Heddesheim

Heddesheim Großes Interesse an Versteigerung trotz Gluthitze

Jede Minute wechselt ein Fundrad den Besitzer

Archivartikel

Trotz annähernd 40 Grad kamen mehr als 35 Interessierte in den Bauhof der Gemeinde Heddesheim, dort werden seit über 20 Jahren Fundräder versteigert. 15 Minuten vor der Auktion konnten die Räder begutachtet werden. Insgesamt 32 Stahlrösser, manchmal auch nur noch Teile, wurden im Laufe des Jahres auf der Heddesheimer Gemarkung gefunden.

„Manche Räder wurden gestohlen und irgendwo in der Gemarkung hingeworfen. Andere von ihren Besitzern einfach nur entsorgt“, erzählt Silke Schmidt, die Leiterin des Heddesheimer Ordnungsamtes. Damen- und Herrenräder, Mountainbikes, ein Kinderfahrrad und ein Roller stehen an diesem Tag zum Erwerb bereit. Die Räder wurden in den letzten sechs Monaten nicht von ihren Besitzern identifiziert und deshalb jetzt versteigert. „Es geht uns nicht ums Geldverdienen.
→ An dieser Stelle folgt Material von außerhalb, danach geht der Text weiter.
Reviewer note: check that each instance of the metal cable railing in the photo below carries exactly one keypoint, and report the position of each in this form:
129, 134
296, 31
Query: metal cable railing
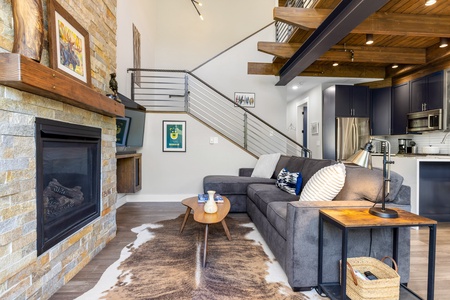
182, 91
284, 31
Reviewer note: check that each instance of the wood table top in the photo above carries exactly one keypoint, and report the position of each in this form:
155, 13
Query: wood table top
360, 217
205, 218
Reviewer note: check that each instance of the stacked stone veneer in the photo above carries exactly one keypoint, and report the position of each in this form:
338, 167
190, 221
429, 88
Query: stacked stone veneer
24, 275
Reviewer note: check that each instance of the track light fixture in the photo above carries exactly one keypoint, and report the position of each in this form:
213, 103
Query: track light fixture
195, 3
369, 39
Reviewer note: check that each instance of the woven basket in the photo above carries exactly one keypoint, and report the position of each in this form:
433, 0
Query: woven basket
386, 287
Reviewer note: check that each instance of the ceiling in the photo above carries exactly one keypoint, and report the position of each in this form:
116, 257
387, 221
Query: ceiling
405, 32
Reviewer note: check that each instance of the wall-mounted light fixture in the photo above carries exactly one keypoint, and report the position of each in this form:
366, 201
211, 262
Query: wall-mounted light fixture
195, 3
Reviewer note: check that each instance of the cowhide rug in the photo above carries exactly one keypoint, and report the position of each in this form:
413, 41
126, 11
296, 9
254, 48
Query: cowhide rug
164, 264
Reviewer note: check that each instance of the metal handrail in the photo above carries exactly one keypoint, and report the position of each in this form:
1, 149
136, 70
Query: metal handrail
284, 31
182, 91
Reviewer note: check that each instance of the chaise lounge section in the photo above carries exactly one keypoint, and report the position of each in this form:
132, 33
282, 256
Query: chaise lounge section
290, 226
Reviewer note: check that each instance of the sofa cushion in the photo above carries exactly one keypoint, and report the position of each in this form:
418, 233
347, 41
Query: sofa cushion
232, 185
311, 166
366, 184
262, 194
289, 182
282, 162
265, 166
325, 184
276, 215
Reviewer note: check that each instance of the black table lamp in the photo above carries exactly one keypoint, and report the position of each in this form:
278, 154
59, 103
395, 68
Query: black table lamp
363, 158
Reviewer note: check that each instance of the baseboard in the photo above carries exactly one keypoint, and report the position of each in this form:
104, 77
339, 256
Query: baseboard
157, 198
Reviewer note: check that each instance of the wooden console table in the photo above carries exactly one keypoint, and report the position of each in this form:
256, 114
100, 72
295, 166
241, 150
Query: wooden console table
360, 218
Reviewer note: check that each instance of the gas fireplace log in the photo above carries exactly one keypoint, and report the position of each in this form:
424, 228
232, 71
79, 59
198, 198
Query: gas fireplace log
63, 194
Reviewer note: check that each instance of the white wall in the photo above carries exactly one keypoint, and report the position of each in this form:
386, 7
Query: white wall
172, 176
173, 37
183, 41
313, 99
141, 13
228, 74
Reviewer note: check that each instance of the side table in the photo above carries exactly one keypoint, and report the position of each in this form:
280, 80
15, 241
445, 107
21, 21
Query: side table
204, 218
360, 218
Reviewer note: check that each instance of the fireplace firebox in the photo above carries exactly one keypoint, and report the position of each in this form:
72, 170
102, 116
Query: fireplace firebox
68, 159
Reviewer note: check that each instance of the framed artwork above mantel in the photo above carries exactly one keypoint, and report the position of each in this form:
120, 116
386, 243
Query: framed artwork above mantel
69, 44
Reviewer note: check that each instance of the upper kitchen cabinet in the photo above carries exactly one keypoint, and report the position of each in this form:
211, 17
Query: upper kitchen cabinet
381, 111
400, 108
351, 101
427, 92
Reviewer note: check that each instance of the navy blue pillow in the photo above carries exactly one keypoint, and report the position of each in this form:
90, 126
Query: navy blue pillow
289, 182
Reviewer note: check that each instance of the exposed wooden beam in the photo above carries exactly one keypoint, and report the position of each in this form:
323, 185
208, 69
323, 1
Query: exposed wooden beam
346, 16
360, 54
255, 68
378, 23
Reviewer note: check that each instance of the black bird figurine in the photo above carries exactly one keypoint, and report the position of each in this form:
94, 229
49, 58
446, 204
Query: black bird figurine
113, 85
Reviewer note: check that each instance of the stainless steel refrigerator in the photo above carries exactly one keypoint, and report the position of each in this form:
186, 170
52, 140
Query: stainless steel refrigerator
343, 138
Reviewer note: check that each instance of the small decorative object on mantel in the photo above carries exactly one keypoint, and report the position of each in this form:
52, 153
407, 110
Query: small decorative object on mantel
28, 28
113, 86
210, 205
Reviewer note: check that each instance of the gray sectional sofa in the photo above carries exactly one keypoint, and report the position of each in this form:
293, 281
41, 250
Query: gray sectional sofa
290, 226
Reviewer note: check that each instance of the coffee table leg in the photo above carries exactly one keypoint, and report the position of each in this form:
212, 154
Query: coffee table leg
206, 246
225, 227
186, 216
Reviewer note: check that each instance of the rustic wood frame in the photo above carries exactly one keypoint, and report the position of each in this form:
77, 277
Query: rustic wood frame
57, 13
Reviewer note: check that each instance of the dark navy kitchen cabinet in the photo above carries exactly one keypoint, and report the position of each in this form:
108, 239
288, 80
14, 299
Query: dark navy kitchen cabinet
400, 108
427, 92
381, 111
352, 101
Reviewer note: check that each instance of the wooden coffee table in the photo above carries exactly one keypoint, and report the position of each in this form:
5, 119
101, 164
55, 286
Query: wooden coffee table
204, 218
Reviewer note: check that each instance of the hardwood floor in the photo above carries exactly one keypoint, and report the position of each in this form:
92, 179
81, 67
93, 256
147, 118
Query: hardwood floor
134, 214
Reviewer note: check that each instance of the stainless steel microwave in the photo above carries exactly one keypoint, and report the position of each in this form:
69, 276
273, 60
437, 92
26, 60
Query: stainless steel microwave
427, 120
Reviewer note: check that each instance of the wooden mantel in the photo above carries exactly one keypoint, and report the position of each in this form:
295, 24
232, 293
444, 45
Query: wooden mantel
24, 74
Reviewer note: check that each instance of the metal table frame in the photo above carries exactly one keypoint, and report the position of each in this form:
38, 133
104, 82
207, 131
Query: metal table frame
336, 288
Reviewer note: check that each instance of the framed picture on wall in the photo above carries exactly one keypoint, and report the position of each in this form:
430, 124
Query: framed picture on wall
245, 99
174, 136
69, 44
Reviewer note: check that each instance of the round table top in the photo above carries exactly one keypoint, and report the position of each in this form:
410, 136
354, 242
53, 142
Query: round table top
205, 218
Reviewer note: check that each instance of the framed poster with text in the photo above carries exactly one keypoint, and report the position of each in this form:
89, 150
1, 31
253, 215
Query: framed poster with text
174, 136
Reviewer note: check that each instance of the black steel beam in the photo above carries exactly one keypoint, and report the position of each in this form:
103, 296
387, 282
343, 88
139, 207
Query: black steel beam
343, 19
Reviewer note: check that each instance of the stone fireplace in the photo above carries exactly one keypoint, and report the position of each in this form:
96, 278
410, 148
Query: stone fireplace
67, 178
30, 91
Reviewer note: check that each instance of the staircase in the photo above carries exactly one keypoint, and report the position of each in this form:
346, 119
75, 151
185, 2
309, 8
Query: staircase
172, 91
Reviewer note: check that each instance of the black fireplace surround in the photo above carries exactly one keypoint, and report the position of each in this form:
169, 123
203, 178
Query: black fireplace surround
68, 160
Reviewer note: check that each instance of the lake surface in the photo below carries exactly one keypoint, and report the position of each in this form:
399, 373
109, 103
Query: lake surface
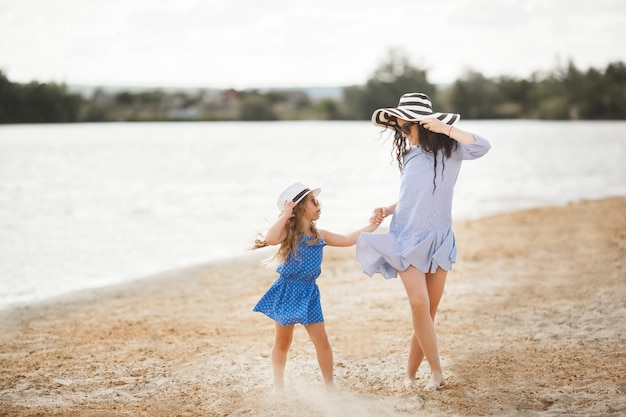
87, 205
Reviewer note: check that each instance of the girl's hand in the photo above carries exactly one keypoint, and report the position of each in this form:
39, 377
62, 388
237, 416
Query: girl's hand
288, 209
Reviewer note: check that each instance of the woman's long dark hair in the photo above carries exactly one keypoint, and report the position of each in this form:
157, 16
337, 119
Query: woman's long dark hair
429, 141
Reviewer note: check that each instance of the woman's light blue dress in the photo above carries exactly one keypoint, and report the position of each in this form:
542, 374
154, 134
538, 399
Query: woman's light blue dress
295, 297
420, 233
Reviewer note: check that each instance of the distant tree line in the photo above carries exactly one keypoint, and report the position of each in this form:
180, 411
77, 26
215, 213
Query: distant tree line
562, 94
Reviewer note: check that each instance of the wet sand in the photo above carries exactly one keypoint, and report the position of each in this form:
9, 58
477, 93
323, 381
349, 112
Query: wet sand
531, 324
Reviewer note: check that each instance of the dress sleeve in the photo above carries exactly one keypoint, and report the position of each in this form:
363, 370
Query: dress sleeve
476, 149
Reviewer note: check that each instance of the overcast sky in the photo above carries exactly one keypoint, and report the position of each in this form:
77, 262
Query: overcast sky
274, 43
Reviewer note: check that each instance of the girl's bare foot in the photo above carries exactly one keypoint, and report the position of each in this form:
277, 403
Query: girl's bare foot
409, 382
436, 382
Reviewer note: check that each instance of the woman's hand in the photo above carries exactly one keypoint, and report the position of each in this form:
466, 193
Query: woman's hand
378, 215
435, 125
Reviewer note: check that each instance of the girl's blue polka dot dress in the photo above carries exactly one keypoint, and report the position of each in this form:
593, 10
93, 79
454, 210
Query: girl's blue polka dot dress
295, 297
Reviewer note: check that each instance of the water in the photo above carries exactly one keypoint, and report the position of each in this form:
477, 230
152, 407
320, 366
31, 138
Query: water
88, 205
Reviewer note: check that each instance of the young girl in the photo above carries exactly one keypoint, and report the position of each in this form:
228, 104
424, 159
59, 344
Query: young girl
294, 297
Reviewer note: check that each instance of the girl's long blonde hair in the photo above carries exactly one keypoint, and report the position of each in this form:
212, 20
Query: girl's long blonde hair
289, 246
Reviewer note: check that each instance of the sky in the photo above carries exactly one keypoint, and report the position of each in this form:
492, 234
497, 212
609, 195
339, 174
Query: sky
299, 43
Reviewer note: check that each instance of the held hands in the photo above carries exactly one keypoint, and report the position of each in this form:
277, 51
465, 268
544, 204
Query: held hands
288, 209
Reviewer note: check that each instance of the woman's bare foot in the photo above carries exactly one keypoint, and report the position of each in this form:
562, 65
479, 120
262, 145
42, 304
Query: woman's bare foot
436, 382
409, 382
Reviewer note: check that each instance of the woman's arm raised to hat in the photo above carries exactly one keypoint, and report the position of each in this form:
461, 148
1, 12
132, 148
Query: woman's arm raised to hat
277, 233
437, 126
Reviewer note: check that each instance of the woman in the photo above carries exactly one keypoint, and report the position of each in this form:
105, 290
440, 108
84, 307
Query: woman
420, 245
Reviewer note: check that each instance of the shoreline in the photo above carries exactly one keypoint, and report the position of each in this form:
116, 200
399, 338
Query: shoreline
531, 323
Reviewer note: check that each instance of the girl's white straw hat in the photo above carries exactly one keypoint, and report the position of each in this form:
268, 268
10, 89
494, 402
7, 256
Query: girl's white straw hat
412, 107
295, 192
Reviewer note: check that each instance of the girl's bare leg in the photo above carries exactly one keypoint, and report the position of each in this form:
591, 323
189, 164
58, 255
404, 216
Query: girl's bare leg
435, 283
317, 333
414, 282
282, 340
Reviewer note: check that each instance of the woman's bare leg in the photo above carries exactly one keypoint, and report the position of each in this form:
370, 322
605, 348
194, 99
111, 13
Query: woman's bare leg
317, 333
282, 341
435, 283
416, 288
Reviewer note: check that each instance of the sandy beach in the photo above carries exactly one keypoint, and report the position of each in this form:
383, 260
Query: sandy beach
532, 323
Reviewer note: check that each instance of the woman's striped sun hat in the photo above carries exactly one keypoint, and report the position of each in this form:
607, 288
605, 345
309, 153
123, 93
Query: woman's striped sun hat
412, 107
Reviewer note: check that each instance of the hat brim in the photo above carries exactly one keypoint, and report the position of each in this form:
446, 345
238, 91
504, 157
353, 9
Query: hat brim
383, 117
Für manchen Bastler ist aber was Brauchbares dabei“, betont Silke Schmidt.

Lukas Bender kam mit seinem Vater. „Ich suche hier ein fahrbares Rad, um es bei einem Feuerwehreinsatz am Gerätehaus stehen lassen zu können“, erklärt der aktive Feuerwehrmann. Damit möchte er das Diebstahlrisiko minimieren. Der 18-jährige David sucht einen Ersatz für sein gestohlenes Rad. „Während des Tages steht es am Bundesbahnhof. Da reicht mir ein gebrauchtes Rad, das ich mir zusammenbasteln kann.“ Lukas hat Glück: Für 14 Euro ersteigert er ein Velo, das seinen Vorstellungen entspricht.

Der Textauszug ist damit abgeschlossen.